With these disparities, health and quality of life suffer.


LGBTQ+ people face harassment and discrimination starting early in life, leading to adverse mental health outcomes and higher rates of risk-taking that increase the likelihood of physical harm.

Adverse, punitive, and traumatic reactions from parents in response to their children’s LGBTQ+ identity are closely correlated with LGBTQ+ youths having poor mental health and an increase in substance abuse. In the young and adult LBGTQIA+, poor mental health and risk-taking behavior display themselves in many ways.

LGBTQ+ youths are more likely to:

  • Abuse tobacco
  • Drive while drunk
  • Ride with a drunk driver
  • Attempt suicide

LGBTQ+ adults are more likely to:

  • Abuse alcohol
  • Abuse tobacco
  • Experience psychological distress
  • Need medication for mental health
  • Think of suicide


LGBTQ+ people face hurdles obtaining health care related to sexual and transgender lifestyles. Some of them are further isolated by added barriers such as racial/ethnic status, low income, immigrant status, or limited English comprehension. Reduced access to health care relative to heterosexuals is revealed in many ways.

LGBTQ+ people are less likely to:

  • Have health insurance coverage than heterosexual males

LGBTQ+ people are more likely to:

  • Delay or skip medical care
  • Delay or skip taking prescription medication

Compounding these problems is the fact that few states ask patients their sexual orientation or gender identity. This limits researchers’ ability to understand the LGBTQ+ peoples’ needs and hinders public policies.

LGBTQ+ people lack health insurance for several reasons. Persistent workplace discrimination and harassment mean that LGBTQ+ people are more likely to lose or quit their jobs or not to get the job in the first place.

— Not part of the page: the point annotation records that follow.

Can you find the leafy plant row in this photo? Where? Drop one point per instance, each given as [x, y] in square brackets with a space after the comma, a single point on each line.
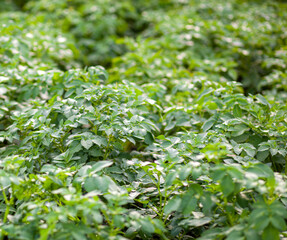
[166, 144]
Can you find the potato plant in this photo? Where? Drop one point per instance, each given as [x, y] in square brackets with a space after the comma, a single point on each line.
[183, 136]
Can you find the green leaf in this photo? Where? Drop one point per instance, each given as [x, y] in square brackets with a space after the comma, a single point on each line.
[262, 100]
[196, 222]
[96, 183]
[270, 233]
[149, 138]
[237, 112]
[172, 205]
[86, 143]
[278, 223]
[147, 226]
[100, 165]
[170, 178]
[208, 124]
[227, 185]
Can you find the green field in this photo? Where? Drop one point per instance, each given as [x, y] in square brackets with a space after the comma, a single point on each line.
[141, 119]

As many employers do not provide health insurance benefits for the same-sex domestic partners of their employees, those uninsured people are likely to have to resort to visiting emergency rooms for care.

Surprisingly, most insurance contracts do not cover the care that LGBTQ+ people need. Transgender people are often unable to access even basic preventative and primary care due to insurance exclusions.

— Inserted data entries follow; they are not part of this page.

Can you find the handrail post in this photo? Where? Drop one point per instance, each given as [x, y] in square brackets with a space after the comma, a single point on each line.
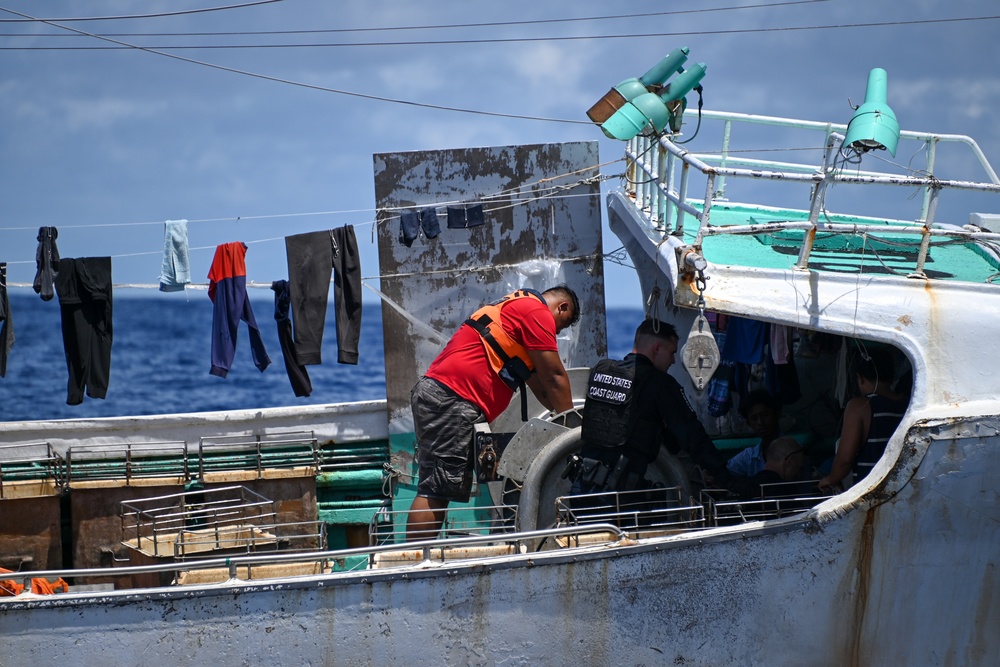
[925, 237]
[663, 200]
[817, 204]
[727, 129]
[682, 196]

Similarly, because discriminatory practices lead them to either not seek preventive treatment or receive low-quality treatment, they are more likely to have HIV/AIDS or certain cancers.


LGBTQ+ people often do not want to reveal their sexual orientation or gender integrity in the health care environment for fear of discrimination and provider bias. Therefore, they are less likely to seek timely treatment.

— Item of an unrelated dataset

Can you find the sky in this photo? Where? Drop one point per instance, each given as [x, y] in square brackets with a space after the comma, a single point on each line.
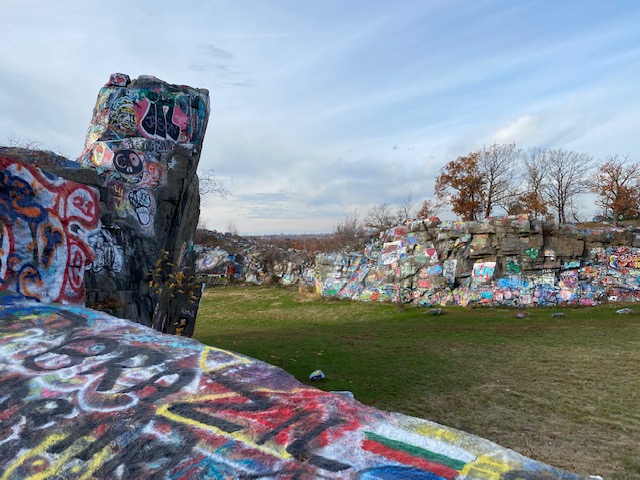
[324, 108]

Doctors and others frequently do not know their LGBTQ+ patients’ specific needs. This ignorance results in undiagnosed conditions and doctors missing the opportunity to inform their patients about delicate behaviors or other physical or mental health concerns.

Few medical schools offer health care providers instruction on the health needs of LGBTQ+ people. For instance, researchers have found that over half of medical school instruction has no information about this minority population. Public health schools also rarely include such information beyond work related to HIV/AIDS.

For medical providers, homosexuality was listed as a disorder for which they had little or no training until the 1970s. Because some doctors, nurses, and therapists are unable to meet the needs of LGBTQ+ patients, they often do not encourage patients to disclose their sexual preferences or gender identity.


One partial solution involves gathering more data on patients’ sexual preferences and gender identity to help identify specific health needs of members of the minority population. So, simple questions on registration forms asking:

  • Do you engage in sex with men, women, or both?
  • What gender were you assigned at birth?
  • What gender do you identify with now?

Can help a physician understand and treat their patients’ health needs. A second solution is educating health professionals on the needs of LGBTQ+ people so they better know that they have unique needs and that ignoring those needs can cause harm.

The National Coalition for LGBT Health organizes and promotes an annual National LGBT Health Awareness Week in March. The 2021 event reached over 1.7 million people and included a survey to identify trends in LGBTQ+ health and to collect data for future advocacy and research.